File metadata and controls

63 lines (45 loc) · 2.22 KB

OptiActs

Point-wise nonlinearity functions that saves their output instead of input.

Installation

pip install git+https://github.com/PgLoLo/optiacts

How it works

Many nonlinearity functions save their input for the backward pass in order to perform automatic differentiation:

forward: X -> Y = f(X)
save:    X
backward: dL / dX = dL / dY * f'(X)   

Our implementation, instead, saves the output tensor for backward pass:

forward: X -> Y = f(X)
save:    Y
backward: dL / dX = dL / dY * f'(f^-1(Y))

In the case when there is another layer after the nonlinearity that would save its input tensor, only one tensor Y would be saved, compared to two tensors X and Y in the standard case.

For GELU and SiLU nonlinearities, f is not invertible, thus we save additional information (only one bit per element is required to make f invertible).

Examples

We implemented drop-in replacements for torch.nn.GELU and torch.nn.SiLU layers and for torch.nn.functional.gelu and torch.nn.functional.silu functions:

import optiacts
optiacts.GELU()  # torch.nn.Module
optiacts.SiLU()  # torch.nn.Module
optiacts.gelu    # function
optiacts.silu    # function

You can use them inside your torch.nn.Module-s as usual, or replace in already constructed networks. Here is, for example, how to create a Hugging Face BERT model and replace activation functions there:

import optiacts
from transformers import BertConfig, BertModel

model = BertModel(BertConfig())
for layer in model.encoder.layer:
    layer.intermediate.intermediate_act_fn = optiacts.GELU()

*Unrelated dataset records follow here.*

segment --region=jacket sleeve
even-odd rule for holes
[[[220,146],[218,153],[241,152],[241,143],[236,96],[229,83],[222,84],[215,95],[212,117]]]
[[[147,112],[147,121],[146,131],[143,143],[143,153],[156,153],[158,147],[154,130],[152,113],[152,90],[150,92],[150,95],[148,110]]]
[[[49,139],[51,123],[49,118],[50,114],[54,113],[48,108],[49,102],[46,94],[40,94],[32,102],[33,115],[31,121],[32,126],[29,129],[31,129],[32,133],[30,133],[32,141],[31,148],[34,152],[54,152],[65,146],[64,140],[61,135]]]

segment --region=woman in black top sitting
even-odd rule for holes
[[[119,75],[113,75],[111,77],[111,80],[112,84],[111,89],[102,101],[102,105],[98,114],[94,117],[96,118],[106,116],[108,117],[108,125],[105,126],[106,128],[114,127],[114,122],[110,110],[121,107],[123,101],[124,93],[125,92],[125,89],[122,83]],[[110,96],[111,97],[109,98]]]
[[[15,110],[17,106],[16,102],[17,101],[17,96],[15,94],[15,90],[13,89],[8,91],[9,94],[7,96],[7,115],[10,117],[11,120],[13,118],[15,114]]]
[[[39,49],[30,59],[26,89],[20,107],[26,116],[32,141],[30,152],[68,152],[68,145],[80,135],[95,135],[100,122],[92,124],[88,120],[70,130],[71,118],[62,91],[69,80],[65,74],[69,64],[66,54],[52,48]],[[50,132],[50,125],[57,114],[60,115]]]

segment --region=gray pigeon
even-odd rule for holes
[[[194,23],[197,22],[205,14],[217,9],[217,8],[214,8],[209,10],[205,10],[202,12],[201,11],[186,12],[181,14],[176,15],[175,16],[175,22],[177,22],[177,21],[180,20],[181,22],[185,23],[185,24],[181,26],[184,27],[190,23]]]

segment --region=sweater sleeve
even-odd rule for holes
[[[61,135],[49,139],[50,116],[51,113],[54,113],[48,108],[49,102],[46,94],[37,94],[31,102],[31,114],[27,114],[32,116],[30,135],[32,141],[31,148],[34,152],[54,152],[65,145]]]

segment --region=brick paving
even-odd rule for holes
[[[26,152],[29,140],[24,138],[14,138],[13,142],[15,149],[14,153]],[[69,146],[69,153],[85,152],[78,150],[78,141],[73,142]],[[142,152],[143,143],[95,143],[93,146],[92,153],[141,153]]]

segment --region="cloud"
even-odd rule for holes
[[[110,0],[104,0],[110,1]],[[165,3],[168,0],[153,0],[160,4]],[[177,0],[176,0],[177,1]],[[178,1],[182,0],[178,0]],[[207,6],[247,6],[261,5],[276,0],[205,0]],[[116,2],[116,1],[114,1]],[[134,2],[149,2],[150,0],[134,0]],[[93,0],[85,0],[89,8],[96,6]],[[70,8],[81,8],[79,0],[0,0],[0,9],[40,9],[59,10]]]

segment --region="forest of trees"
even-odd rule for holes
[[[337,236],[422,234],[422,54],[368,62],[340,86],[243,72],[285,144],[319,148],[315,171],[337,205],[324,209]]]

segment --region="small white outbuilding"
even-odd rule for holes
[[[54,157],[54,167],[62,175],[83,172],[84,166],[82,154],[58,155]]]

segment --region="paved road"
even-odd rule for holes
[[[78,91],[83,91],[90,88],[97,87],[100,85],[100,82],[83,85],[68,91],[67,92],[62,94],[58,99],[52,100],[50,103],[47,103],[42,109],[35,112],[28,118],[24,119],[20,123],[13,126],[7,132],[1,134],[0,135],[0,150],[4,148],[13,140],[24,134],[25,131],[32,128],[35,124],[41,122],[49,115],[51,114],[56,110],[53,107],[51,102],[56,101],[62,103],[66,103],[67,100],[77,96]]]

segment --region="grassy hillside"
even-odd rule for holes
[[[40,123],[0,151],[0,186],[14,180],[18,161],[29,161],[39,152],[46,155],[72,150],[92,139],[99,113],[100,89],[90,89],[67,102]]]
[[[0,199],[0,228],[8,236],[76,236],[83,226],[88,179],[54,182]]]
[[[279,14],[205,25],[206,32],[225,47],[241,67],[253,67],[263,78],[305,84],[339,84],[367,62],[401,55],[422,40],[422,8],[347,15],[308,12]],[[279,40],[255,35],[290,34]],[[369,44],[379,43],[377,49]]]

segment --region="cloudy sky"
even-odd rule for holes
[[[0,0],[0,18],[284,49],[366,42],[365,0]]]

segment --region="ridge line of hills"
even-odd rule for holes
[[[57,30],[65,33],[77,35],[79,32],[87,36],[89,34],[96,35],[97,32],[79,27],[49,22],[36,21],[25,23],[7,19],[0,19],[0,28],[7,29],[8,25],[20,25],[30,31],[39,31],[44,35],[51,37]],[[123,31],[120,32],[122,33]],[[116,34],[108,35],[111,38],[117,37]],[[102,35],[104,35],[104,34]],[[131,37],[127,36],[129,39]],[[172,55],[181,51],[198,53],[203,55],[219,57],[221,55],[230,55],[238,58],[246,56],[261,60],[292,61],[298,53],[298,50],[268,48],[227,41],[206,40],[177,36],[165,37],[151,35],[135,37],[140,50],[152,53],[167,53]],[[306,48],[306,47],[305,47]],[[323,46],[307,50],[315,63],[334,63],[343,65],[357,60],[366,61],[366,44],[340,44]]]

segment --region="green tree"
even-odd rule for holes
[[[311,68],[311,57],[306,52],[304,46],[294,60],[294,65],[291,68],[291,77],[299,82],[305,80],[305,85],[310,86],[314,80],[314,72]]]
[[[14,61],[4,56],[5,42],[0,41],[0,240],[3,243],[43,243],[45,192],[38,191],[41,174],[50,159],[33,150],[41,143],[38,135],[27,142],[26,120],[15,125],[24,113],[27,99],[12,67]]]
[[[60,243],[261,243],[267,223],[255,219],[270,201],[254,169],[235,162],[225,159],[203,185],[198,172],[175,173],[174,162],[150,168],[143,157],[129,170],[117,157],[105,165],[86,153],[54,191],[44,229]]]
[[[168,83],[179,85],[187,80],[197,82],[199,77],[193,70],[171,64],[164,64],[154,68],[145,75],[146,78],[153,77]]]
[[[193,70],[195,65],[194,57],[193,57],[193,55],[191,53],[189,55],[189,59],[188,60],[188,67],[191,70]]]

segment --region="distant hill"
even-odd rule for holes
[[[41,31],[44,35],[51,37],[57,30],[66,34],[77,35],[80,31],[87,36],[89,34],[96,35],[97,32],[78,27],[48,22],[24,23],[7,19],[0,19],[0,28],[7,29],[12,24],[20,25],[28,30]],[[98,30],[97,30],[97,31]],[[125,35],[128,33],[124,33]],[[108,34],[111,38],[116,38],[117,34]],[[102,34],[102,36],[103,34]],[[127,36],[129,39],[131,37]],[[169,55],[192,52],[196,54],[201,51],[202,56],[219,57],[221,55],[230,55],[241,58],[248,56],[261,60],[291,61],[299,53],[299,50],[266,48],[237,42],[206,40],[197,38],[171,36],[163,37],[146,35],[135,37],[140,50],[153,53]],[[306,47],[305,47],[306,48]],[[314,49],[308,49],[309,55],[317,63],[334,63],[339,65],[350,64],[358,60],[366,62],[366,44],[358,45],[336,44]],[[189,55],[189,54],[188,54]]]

The exact way to replace all nonlinearities in a given model, of course, depends on the architecture and implementation of the given model.

How Much Memory is Saved?

The exact amount of memory saved, of course, varies for different use cases

For the Mistral-7b model, our method achieves a 15.7% reduction in memory for all saved activations (see Mistral example). For the BERT-standard model, it achieves 23.1% reduction (see BERT example).

Is It Slower?

Our method is indeed a little bit slower right now, but not by much: in our experiments registered slowdown is less than 1%.